Per altro osserva altresì il Collegio come sulla questione qui dedotta si sia formato il silenzio rigetto sulla domanda di sanatoria ex art.13 avanzata dal ricorrente, per quanto è utile dedurre alla perizia di parte depositata il 07/07/2010 (pag.3), per le opere eseguita in difformità alla concessione edilizia z.1803 del 29/05/1979. Ed in ogni caso risulta incontestato che prima dell’emanazione del provvedimento qui impugnato sia stato eseguito un accertamento da parte dell’U.O.A.E. comunale n.1499 del 21/01/2009 che ha accertato la realizzazione di abusi in "totale difformità alla predetta concessione…".
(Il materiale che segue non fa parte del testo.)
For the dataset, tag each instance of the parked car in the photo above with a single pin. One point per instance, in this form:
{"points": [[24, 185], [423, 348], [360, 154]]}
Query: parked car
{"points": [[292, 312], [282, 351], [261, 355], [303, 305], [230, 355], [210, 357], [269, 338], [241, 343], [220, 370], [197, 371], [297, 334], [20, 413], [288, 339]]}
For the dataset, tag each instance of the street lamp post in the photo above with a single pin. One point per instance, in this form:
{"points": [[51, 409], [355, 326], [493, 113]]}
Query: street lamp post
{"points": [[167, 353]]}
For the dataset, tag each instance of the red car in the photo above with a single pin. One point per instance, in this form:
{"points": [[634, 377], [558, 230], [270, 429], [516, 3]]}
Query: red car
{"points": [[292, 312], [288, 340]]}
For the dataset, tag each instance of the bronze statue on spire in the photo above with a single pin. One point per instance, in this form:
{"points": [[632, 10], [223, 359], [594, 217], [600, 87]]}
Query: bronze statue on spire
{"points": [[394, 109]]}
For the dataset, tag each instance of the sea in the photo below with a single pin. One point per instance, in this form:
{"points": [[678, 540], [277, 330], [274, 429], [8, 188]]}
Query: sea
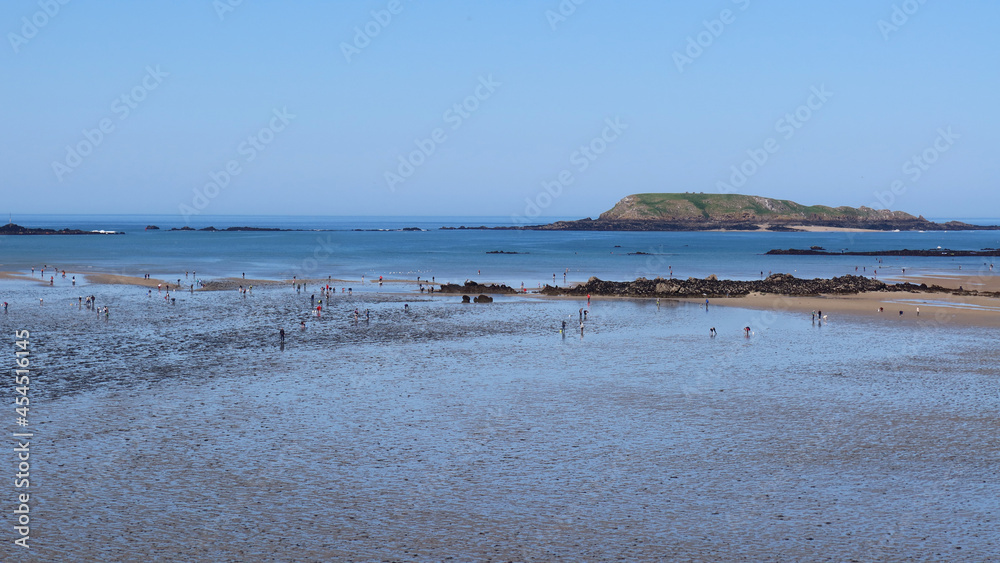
{"points": [[393, 425], [347, 248]]}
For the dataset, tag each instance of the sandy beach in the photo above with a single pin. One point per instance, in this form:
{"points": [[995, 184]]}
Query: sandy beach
{"points": [[934, 308], [481, 432]]}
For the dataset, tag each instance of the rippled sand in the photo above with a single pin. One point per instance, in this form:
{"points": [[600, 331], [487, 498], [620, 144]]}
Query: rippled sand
{"points": [[478, 432]]}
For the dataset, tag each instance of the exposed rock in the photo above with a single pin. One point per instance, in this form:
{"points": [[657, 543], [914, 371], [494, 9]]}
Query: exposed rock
{"points": [[782, 284], [473, 287]]}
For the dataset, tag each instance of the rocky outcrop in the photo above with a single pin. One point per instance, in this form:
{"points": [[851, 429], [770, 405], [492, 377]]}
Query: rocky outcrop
{"points": [[781, 284], [473, 287]]}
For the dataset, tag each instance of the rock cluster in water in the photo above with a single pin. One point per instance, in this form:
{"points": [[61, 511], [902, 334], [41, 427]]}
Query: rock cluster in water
{"points": [[473, 287], [783, 284]]}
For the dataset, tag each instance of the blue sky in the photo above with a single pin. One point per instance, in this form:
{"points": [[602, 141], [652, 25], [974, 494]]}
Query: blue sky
{"points": [[312, 114]]}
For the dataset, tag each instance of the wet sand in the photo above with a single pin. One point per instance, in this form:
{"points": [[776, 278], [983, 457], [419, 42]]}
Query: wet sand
{"points": [[478, 432], [938, 308]]}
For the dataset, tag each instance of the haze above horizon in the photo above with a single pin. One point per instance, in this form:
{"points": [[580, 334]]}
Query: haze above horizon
{"points": [[553, 109]]}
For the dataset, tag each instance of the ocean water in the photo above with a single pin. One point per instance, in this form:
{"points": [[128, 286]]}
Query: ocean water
{"points": [[454, 256], [186, 431]]}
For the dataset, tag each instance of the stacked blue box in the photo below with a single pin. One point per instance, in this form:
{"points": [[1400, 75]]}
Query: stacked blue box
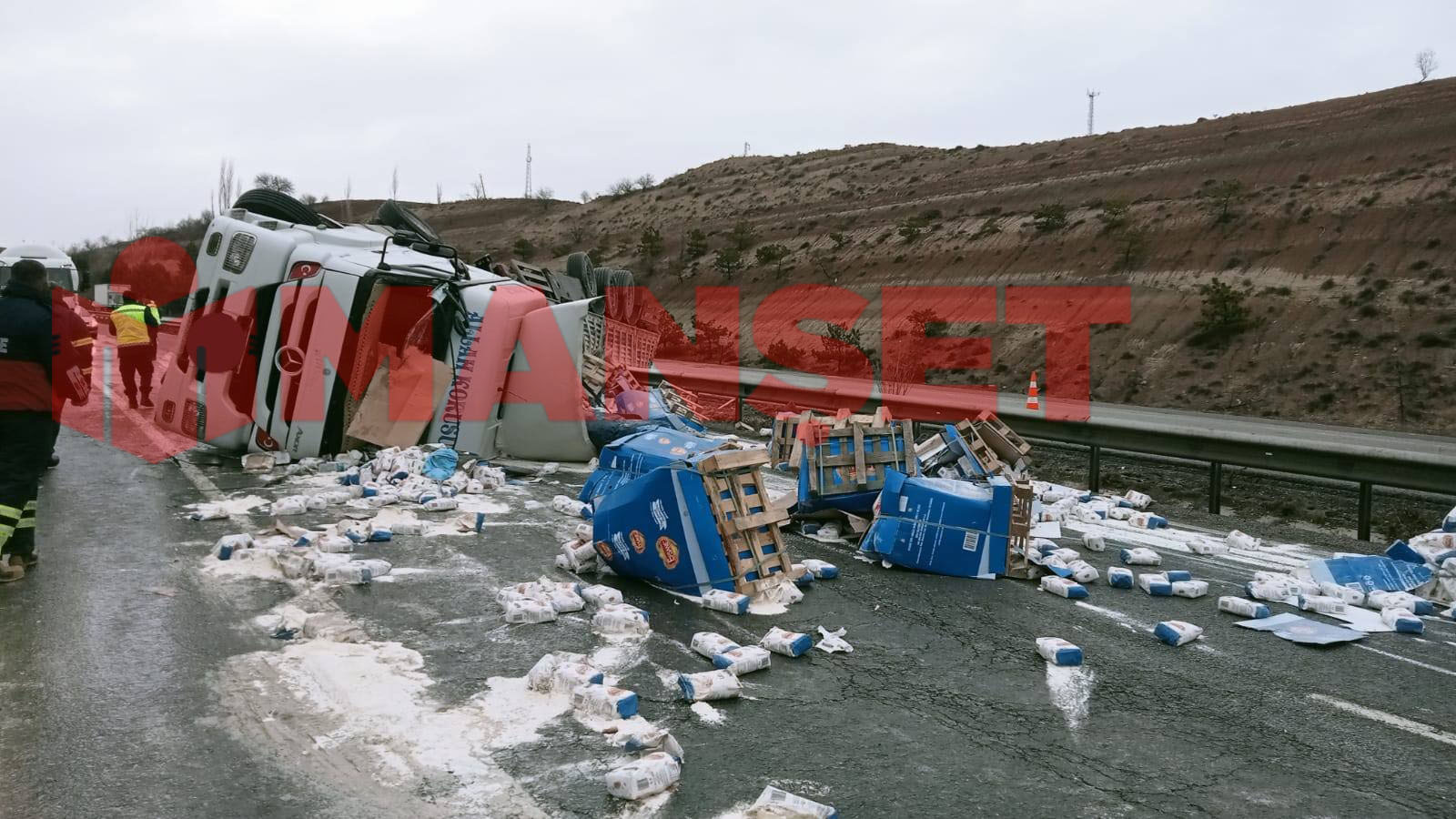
{"points": [[943, 525], [633, 455]]}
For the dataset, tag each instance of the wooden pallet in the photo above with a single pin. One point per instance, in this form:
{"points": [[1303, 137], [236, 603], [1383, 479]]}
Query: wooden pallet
{"points": [[747, 522], [855, 468], [1018, 538], [1012, 450]]}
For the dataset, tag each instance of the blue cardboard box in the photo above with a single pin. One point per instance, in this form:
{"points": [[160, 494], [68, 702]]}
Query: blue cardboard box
{"points": [[943, 525]]}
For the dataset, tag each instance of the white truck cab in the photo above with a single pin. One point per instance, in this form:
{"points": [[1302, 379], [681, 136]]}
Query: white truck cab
{"points": [[290, 321]]}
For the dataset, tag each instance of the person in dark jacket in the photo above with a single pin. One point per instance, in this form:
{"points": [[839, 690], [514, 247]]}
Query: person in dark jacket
{"points": [[35, 353]]}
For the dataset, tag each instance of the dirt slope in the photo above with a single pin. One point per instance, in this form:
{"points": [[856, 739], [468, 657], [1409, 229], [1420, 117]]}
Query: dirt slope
{"points": [[1343, 239]]}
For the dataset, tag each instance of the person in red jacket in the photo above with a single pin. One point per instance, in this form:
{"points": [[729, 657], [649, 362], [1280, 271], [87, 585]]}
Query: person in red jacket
{"points": [[38, 361]]}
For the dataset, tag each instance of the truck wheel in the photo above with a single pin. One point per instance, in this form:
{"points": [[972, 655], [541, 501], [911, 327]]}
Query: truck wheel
{"points": [[579, 267], [399, 217], [277, 206]]}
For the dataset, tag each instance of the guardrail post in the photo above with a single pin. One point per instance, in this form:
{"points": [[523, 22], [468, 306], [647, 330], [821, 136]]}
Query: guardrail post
{"points": [[1366, 501]]}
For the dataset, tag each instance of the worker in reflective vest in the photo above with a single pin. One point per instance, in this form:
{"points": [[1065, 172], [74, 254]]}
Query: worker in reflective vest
{"points": [[40, 365], [136, 329]]}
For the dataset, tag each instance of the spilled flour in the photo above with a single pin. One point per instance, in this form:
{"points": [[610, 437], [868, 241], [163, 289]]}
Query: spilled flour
{"points": [[708, 714], [1070, 690]]}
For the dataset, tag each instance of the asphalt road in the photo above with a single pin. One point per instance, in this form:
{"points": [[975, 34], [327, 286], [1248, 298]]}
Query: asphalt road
{"points": [[111, 707]]}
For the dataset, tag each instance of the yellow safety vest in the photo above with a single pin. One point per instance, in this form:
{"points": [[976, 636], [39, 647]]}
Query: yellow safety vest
{"points": [[131, 325]]}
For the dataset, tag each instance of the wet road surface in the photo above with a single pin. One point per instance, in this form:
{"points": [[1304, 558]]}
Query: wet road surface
{"points": [[943, 709]]}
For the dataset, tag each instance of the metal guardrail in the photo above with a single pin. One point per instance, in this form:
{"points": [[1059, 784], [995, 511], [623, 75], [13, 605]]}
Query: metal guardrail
{"points": [[1346, 453]]}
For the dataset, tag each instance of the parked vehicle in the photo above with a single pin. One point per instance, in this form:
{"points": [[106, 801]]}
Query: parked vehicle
{"points": [[293, 315], [58, 268]]}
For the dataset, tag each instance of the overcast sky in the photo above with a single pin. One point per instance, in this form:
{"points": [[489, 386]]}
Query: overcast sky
{"points": [[120, 113]]}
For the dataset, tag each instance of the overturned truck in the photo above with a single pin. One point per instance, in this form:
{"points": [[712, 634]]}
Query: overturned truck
{"points": [[308, 336]]}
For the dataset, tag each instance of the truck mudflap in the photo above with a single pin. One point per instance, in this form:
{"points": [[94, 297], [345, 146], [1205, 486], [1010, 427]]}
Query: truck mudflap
{"points": [[543, 416]]}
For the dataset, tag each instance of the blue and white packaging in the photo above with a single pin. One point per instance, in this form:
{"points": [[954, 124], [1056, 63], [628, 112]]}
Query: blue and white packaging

Passando all’esame del ricorso per motivi aggiunti, deve essere disatteso, siccome infondato, l’unico motivo di gravame articolato dal ricorrente con detto mezzo con il quale si censura l’illegittimità dei provvedimenti impugnati per eccesso di potere.

Va infatti osservato che trattasi, come sopra evidenziato, di opere realizzate in totale difformità alla concessione edilizia già rilasciata. Costituisce ius receptum che nei casi di totale difformità dell’opera realizzata rispetto alla concessione rilasciata "… ogni conseguenza della sanzione resta a carico del responsabile…" (cfr. C.g.a. 2 marzo 2009, n. 60). Anche la recente giurisprudenza ha affermato a tal fine che "Secondo il meccanismo previsto dall’art. 31, comma 3, d.P.R. 6 giugno 2001 n. 380, l’oggetto dell’acquisizione gratuita da parte del comune è costituito, oltre che dall’opera abusiva e dall’area di sedime, anche dalla ulteriore superficie occorrente secondo le norme urbanistiche vigenti alla realizzazione di opere analoghe a quella realizzata, nel limite massimo di dieci volte la superficie dell’opera abusiva…" (T.A.R. Lazio Latina, sez. I, 15 febbraio 2011, n. 151).

Alla stregua delle considerazioni che precedono, il ricorso introduttivo, ed i successivi motivi aggiunti, vanno respinti in quanto infondati.

Nessuna statuizione è da assumere in ordine alla spese stante la mancata costituzione in giudizio del Comune intimato.

P.Q.M.

Il Tribunale Amministrativo Regionale per la Sicilia (Sezione Seconda)

definitivamente pronunciando sul ricorso, come in epigrafe proposto, lo respinge unitamente ai relativi motivi aggiunti.

Nulla per le spese.

Ordina che la presente sentenza sia eseguita dall’autorità amministrativa.
Testo non ufficiale. La sola stampa del bollettino ufficiale ha carattere legale.